Les normes sont aussi un enjeu crucial dans la compétition de nos produits locaux. La Coordination Rurale dénonce celles concernant « les produits phyto, les traitements, la traçabilité et l'hygiène », qui pèsent sur les exploitants français alors que d'autres pays concurrents ne sont pas soumis aux mêmes exigences et “créent un fossé”. Plus que de réduire les normes,nos agriculteurs demandent à être sur un pied d'égalité avec leurs homologues étrangers.
Les membres du syndicat de la Coordination Rurale nous ont résumé la tragédie agricole en une phrase :
« On veut vivre de notre passion et non survivre. »
Les Ânes, un élevage menacé !
Les ânes, fidèles compagnons de l’homme depuis des milliers d’années, sont aujourd’hui en voie d’extinction sous le regard aveugle du gouvernement et des médias. En 2010, en France, on ne comptait plus qu'environ 78 000 ânes selon l'Institut Institut national ânes et mulets (INAM) et 31 500 ânes selon le recensement agricole.
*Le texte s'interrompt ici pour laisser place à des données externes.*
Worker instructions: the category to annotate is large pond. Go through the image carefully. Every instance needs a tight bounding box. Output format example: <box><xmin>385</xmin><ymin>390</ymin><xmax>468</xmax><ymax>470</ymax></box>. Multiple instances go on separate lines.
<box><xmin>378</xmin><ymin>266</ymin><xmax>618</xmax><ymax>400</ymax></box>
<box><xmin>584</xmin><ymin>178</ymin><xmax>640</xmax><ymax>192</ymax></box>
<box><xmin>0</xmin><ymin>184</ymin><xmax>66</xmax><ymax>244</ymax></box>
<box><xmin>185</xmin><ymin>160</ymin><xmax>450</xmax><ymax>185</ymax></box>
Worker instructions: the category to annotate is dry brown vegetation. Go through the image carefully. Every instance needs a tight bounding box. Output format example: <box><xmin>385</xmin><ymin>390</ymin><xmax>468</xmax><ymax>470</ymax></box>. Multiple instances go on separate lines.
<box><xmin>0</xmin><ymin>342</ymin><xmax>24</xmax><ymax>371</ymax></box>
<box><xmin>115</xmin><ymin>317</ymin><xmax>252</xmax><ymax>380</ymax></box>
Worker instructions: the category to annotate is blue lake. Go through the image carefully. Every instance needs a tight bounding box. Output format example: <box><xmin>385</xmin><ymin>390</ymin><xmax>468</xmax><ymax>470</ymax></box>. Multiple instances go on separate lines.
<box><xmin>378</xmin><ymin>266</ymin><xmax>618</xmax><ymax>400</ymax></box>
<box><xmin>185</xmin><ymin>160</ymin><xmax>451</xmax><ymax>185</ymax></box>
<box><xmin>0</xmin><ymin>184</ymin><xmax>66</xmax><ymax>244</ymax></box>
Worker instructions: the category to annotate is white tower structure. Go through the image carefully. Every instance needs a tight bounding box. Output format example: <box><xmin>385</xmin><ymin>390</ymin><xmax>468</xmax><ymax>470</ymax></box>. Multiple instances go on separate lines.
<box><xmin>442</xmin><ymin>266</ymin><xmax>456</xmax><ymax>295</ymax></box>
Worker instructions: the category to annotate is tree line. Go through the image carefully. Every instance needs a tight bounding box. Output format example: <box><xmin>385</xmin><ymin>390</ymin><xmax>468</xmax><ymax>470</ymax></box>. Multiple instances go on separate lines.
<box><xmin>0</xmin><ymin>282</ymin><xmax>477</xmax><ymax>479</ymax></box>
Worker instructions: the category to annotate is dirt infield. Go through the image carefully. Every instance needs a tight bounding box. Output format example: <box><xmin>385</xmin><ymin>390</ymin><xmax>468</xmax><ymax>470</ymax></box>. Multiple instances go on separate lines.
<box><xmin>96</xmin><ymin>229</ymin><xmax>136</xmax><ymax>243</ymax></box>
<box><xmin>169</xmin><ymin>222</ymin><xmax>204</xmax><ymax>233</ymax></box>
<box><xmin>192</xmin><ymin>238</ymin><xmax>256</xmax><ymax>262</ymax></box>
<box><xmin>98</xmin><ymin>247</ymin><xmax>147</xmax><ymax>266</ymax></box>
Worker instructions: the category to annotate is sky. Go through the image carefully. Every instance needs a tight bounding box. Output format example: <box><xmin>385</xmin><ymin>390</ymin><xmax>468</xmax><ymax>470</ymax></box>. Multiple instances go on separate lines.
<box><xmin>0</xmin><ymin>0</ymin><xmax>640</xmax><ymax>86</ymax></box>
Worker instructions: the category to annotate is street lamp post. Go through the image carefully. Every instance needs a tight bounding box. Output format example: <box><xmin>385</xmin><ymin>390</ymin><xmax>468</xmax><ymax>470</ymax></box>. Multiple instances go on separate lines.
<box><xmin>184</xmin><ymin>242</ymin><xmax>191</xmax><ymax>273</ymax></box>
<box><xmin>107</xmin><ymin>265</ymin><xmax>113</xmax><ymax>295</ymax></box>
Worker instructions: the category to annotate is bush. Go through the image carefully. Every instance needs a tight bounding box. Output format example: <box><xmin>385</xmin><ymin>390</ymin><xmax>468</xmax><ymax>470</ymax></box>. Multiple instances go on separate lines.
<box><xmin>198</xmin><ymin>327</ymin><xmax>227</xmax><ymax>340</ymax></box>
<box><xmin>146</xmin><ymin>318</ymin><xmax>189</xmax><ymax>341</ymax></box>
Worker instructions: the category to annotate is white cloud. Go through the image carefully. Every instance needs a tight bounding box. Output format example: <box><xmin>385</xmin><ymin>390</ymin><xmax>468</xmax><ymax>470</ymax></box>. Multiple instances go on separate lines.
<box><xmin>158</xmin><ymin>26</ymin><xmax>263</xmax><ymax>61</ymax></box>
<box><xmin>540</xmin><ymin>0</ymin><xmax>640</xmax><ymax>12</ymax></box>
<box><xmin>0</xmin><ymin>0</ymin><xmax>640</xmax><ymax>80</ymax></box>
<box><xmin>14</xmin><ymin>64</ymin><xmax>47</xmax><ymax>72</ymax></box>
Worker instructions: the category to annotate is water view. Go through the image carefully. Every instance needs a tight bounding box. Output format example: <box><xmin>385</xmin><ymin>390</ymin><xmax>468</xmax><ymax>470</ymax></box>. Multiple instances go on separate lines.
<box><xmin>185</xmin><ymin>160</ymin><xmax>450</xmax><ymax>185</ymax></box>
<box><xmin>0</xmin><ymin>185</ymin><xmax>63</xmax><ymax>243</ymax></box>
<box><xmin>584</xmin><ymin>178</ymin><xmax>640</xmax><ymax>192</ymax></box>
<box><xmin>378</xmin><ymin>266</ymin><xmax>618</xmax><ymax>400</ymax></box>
Au salon de l'agriculture, nous avons rencontré des éleveurs de l’âne bourbonnais, reconnu en 2002 par le ministère de l’Agriculture, nous expliquant qu’ils ne voient naître que quelques dizaines de spécimens par an.
Selon ces éleveurs avec lesquels nous avons parlé, cette race est mise en danger par l’Institut français du cheval et de l’équitation (IFCE), qui rabaisse la filière de l’élevage des ânes en la qualifiant de “sous-segment” et “empêche la structuration” des éleveurs “depuis deux ans”. De plus, l'institut ne permet aucun élevages à but de consommation et donc empêche un développement de la filière.
Enfin, les éleveurs nous ont fait part de l’abandon de la filière par le gouvernement en ne fournissant aucune aide à la reproduction ou à l’élevage des ânes et laissant donc un secteur mourir devant les yeux des français.